Он собрал в Бельведере свой собственный маленький придворный штат, круг советников и совершенно открыто готовился ко дню передачи власти.
Женитьба Франца Фердинанда оказалась гармоничной и счастливой. София была любящей, умелой женой и превосходной матерью. Это было одно из тех замужеств, которые довольно среднего мужчину могут поднять на значительно более высокую ступень. «София — настоящее сокровище, я неописуемо счастлив», — писал он своей мачехе.
Франц Иосиф возвысил Софию сначала до княгини, потом до герцогини, но придворный протокол по-прежнему отсылал ее на всех официальных мероприятиях на место, значительно ниже ее супруга, и Франц Фердинанд жестоко страдал из-за пренебрежения, которому подвергалась его жена. В опере она сидела далеко позади императорской ложи вместо того, чтобы быть рядом с Францем Фердинандом. За столом при дворе ее разместили позади всех Габсбургов; при торжественном вступлении в бальный зал она отходила на задний план позади самых юных эрцгерцогинь. Люди, приближенные к паре, считали весьма вероятным, что Франц Фердинанд, став императором, отзовет свой отказ и провозгласит жену императрицей.
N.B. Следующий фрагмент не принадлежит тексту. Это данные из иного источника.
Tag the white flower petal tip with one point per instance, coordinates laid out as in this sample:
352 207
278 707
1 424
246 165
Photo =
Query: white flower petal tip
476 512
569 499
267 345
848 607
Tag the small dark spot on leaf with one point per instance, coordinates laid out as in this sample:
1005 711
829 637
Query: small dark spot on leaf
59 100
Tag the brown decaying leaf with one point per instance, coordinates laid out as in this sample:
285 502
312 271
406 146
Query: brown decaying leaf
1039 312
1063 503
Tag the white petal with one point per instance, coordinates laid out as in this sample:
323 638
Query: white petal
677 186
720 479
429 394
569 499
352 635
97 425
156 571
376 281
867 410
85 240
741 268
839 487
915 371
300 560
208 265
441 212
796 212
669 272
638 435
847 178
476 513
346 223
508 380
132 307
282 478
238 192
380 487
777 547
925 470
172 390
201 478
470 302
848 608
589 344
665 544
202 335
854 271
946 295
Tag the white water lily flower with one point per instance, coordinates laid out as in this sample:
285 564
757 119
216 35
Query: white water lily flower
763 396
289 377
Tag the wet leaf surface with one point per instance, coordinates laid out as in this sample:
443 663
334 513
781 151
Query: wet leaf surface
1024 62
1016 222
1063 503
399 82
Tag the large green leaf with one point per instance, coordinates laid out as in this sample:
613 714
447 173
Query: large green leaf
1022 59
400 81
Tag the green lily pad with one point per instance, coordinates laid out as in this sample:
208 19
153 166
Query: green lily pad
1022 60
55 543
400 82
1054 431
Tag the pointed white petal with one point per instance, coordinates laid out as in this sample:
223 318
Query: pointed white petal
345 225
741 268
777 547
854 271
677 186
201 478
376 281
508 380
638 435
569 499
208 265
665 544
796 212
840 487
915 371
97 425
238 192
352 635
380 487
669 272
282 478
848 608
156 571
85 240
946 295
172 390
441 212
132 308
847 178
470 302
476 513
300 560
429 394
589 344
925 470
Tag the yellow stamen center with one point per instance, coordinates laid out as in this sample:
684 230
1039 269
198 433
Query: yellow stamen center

Заглядывая вперед в то время, когда он будет носить корону, Франц Фердинанд набрасывал вольнодумные планы обновленной и улучшенной империи. Он принял решение сломить упорство, с которым венгры держались за принцип двойной монархии. Испытывая симпатию к славянам, Франц Фердинанд, очевидно, задумывался о том, чтобы создать третье государство из южно-славянских земель и создать тройственную монархию. Позже, похоже, он хотел создать федеральный союз нескольких государств в рамках империи, по модели Швейцарии и Соединенных Штатов.
Серьезный кризис, который привел государство на край пропасти, возник в 1908 году, когда министры Франца Иосифа поставили мир перед фактом об аннексии на скорую руку Балканских провинций Боснии и Герцеговины.
Большая часть Балканского полуострова в 1877 году добилась независимости с помощью России. Но великие державы вмешались, чтобы помешать полному господству царя на Балканах. Обе провинции — Босния и Герцеговина — были переданы на Берлинском конгрессе в 1878 году в правление Австро-Венгрии.
По австрийскому мандату провинции, по сравнению с другими колониями того времени, в действительности хорошо управлялись. Были построены улицы, школы и железные дороги. Статистика преступлений в Боснии и Герцеговине давала более низкие показатели, чем в остальных балканских странах. Большинство населения составляли сербы, но были также значительные хорватские и турецкие меньшинства.
Непосредственным поводом аннексии Боснии и Герцеговины послужил государственный переворот младотурок в Константинополе в 1908 году, который, как опасались, мог возобновить турецкие притязания на возврат обеих провинций. Между тем, более серьезная угроза была со стороны соседнего независимого королевства Сербии, которое собиралось однажды присоединить обе провинции. Правительство Франца Иосифа надеялось путем аннексии ослабить давление сербских агитаторов-националистов. Провинциям обещали конституцию и в ближайшем будущем автономию. Этот шаг оказался преждевременным и необдуманным.
Аннексия вызвала адский шум, который обеспокоил всю Европу. Сербия открыто угрожала войной. Шеф австро-венгерского генерального штаба, граф Франц Конрад фон Хетцендорф[500], который, как и большинство полководцев, добившихся политического влияния в результате прохождения офицерской службы, полагал, что сможет решить государственные проблемы силой, настаивал на немедленной «превентивной войне» против Сербии. Эрцгерцог Франц Фердинанд возражал против аннексии. Он настоятельно заставил Конрада перестать бряцать оружием: «Война на два фронта, на том дело и кончится».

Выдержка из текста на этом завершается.